Michael grabs a bat and they go down to investigate. In their living room, they see the blue man group working in their living room — men with blue featureless faces, blue skin and blue clothing. They are rolling up carpets and moving furniture. They are Borg-like, ignoring the Wrights until Michael swings the bat. One of them just takes it, silently tosses it aside and continues his work.
They decide to go to a neighbor’s house. Outside they see more blue men scurrying around, using blue tools and driving blue vans. Inside the neighbor’s house, the find a white dimensionless void. They wander downtown amid many more blue workers. They notice the clock on the bank also says 11:37. Luckily they run into a man in a yellow suit who seems to be the supervisor.

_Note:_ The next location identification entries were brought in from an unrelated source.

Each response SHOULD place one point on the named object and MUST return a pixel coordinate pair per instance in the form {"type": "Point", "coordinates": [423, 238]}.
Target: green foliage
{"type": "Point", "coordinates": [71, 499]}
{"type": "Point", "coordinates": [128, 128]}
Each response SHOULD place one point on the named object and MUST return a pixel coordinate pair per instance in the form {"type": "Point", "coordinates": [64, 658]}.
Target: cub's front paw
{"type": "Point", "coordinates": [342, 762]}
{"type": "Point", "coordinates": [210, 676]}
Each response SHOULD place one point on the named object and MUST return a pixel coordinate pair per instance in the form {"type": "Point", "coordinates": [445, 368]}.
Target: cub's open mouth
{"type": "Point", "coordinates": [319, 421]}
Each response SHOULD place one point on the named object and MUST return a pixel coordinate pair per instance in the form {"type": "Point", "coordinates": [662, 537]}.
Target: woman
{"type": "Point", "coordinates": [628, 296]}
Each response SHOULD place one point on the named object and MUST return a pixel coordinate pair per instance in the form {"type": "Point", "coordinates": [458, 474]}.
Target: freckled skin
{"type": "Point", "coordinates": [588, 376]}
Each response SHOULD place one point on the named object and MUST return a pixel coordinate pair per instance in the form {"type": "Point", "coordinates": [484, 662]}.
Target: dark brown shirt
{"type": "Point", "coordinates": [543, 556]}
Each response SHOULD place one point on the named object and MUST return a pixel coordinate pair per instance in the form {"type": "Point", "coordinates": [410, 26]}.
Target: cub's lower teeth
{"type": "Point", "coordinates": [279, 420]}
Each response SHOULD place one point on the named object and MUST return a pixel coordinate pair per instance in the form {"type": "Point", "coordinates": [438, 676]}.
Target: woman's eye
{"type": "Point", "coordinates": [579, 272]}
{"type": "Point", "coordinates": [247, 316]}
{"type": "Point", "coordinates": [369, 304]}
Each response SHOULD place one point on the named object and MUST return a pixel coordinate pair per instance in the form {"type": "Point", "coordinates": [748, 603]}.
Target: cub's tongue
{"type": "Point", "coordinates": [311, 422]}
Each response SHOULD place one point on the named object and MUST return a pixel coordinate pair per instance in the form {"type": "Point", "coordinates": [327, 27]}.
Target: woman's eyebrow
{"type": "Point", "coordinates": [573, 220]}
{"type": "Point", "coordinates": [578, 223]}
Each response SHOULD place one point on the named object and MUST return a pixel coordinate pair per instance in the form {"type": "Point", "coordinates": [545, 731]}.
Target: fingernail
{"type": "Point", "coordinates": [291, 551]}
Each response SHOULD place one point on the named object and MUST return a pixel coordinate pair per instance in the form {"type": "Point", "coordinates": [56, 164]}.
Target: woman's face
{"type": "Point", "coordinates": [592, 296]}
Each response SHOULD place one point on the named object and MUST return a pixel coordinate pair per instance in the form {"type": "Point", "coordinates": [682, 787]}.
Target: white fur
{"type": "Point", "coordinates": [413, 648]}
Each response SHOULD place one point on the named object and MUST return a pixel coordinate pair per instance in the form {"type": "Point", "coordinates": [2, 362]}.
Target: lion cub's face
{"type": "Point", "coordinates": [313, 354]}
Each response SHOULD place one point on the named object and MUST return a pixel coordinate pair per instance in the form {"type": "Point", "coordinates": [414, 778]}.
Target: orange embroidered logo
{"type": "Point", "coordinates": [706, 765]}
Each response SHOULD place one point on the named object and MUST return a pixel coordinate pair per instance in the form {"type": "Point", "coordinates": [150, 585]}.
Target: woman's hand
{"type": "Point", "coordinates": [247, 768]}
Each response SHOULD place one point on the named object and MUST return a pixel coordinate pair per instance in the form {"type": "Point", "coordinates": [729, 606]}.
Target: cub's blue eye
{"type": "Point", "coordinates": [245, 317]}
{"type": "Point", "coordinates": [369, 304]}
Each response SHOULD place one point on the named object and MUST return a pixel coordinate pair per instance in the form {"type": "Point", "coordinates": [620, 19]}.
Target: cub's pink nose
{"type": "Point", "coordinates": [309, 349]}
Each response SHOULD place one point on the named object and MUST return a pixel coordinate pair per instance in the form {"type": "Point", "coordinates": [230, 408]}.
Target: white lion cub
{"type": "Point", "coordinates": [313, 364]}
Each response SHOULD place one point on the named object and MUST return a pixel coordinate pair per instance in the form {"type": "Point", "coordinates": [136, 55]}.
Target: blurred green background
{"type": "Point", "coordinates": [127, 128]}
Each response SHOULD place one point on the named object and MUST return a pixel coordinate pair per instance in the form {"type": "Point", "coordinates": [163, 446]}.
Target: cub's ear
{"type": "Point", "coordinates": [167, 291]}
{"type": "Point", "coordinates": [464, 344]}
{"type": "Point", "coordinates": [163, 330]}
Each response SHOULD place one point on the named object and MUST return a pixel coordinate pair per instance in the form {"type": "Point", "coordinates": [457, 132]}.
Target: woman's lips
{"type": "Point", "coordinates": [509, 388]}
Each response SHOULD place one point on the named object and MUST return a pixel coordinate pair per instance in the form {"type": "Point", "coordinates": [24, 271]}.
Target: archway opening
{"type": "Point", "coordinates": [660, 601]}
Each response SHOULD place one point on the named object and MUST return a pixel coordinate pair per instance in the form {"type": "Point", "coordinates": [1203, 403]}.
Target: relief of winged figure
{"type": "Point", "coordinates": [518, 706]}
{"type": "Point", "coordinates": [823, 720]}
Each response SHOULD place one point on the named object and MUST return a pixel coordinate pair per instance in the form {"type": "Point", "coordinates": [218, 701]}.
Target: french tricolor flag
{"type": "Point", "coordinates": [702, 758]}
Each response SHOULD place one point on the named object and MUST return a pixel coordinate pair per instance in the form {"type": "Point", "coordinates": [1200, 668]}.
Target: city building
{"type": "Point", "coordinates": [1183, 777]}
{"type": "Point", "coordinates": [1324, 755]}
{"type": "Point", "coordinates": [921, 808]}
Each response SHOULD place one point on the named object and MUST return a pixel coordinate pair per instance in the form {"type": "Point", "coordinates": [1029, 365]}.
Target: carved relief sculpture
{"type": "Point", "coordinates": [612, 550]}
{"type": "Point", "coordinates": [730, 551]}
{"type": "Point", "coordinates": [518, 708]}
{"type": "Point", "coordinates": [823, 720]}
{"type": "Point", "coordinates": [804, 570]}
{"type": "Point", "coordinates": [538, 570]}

He explains that the couple have somehow stepped backstage in time to the minute 11:37. This is the place where the world of 11:37 is constructed. And on it goes with the expected beats . . . you can’t leave . . . will they get back . . . when the world catches up to 11:37, will they move along with it or be stuck in 11:37? There isn’t much of a story, no twist after the premise, and no arc to the characters. So why is it one of the best segments yet?
It begins with a solid foundation — exploring the nature of time. That is an immediately intriguing subject, especially to anyone who is watching The Twilight Zone. I’m not sure even this incarnation of TZ is up to the task screwing up that subject.
They take that general topic and specifically explore the nature of reality, and how it is created one minute at a time. It would be the worst kind of quibbling to suggest that a minute would be an eternity in this context.
Visually this is the most startling episode of the series so far and must rank high up for TV of any era. The faceless blue men stand out in contrast to the reality they are constructing whether it is inside the house or downtown. Outfitting them in red would have been too flashy; the cool blue is the perfect choice for these drones going quietly about their work.
They must have also burned through a lot of the season’s budget for this episode. In addition to the workers — and there seem to be many — their tools are also the same color blue. And this includes everything from a wrench to a wheel-barrow to the vehicles. It is always perfectly clear who it is that does not belong and what they are doing (even if it is actually the Wrights that don’t belong).
Lastly, the performances are consistently interesting. Of course, the blue men are silent and stoic going about their jobs. Adam Arkin (Michael) is always an interesting choice. Karen Austin wasn’t given much to do, but is perfectly fine. The stand-out is Adolph Caesar as the yellow-suited supervisor. He has most of the dialog and exposition, and pulls it off flawlessly. Given a brief running time, he does as well as possible grounding the episode, explaining the situation, and breaking the news that the Wrights can’t go back.
I would generally not care for a segment that didn’t do more with its basic premise . However, A Matter of Minutes does everything else so well, that it is a complete success.